David Garlan's research interests include software architecture, ubiquitous computing, self-adaptive systems, formal methods, and software development environments. He is a principal investigator on the Project Aura, a large-scale research effort to explore the next generation of system infrastructure in support of pervasive, mobile computing, integrating research in networks, operating systems, software architecture, and user interfaces. He is also a participant in the Radar Project, which is developing highlevel cognitive assistance for computer users, including learning of user preferences and policies, and deep knowledge of specific task domains.

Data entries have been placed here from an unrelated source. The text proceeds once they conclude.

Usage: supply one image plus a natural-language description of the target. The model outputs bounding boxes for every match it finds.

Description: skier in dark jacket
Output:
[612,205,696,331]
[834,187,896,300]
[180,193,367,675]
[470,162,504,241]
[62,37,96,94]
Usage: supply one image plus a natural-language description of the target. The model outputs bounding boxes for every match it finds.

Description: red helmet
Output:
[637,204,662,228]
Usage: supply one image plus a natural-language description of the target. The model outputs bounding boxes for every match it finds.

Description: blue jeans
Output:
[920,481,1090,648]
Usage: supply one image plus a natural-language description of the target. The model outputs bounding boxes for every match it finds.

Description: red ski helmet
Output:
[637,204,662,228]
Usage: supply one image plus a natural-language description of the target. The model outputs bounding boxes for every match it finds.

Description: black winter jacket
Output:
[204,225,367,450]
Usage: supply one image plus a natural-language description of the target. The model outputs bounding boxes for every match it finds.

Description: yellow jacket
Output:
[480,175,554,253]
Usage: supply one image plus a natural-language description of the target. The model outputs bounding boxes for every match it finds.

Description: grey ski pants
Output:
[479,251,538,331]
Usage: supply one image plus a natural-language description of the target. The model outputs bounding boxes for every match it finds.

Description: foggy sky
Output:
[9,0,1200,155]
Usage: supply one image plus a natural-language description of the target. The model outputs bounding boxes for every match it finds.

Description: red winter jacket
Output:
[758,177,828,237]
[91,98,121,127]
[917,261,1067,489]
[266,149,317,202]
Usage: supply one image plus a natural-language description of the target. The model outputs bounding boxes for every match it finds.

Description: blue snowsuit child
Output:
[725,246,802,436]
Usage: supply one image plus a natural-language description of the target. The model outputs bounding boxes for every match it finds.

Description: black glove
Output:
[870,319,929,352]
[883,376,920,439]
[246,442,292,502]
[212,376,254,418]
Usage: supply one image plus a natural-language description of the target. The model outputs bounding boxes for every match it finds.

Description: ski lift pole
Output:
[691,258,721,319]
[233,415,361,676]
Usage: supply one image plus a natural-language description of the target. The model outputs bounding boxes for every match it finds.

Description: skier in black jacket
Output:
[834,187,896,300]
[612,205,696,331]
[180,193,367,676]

João Pedro Sousa's research interests include ubiquitous computing, self-adaptive systems, and software architecture. He is a researcher at CMU's Project Aura, focusing on the automatic configuration and reconfiguration of computational environments to support human tasks. His research includes modeling user needs and preferences; an architectural framework that supports automatic (re)configuration by enforcing task-specific adaptation policies; and measuring the user's cognitive overhead when using such systems.

REFERENCES
1. H. B. Christensen, J. Bardram. Supporting Human Activities - Exploring Activity-Centered Computing. In G. Borriello and L. E. Holmquist, editors, Proceedings of Ubicomp 2002: Ubiquitous Computing, volume 2498 of Lecture Notes in Computer Science, pages 107–116, Göteborg, Sweden, Sept. 2002. Springer Verlag.
2. D. Garlan, D. P. Siewiorek, A. Smailagic, P. Steenkiste. Project Aura: Toward Distraction-Free Pervasive Computing. IEEE Pervasive Computing, 1(2):22–31, Apr. 2002.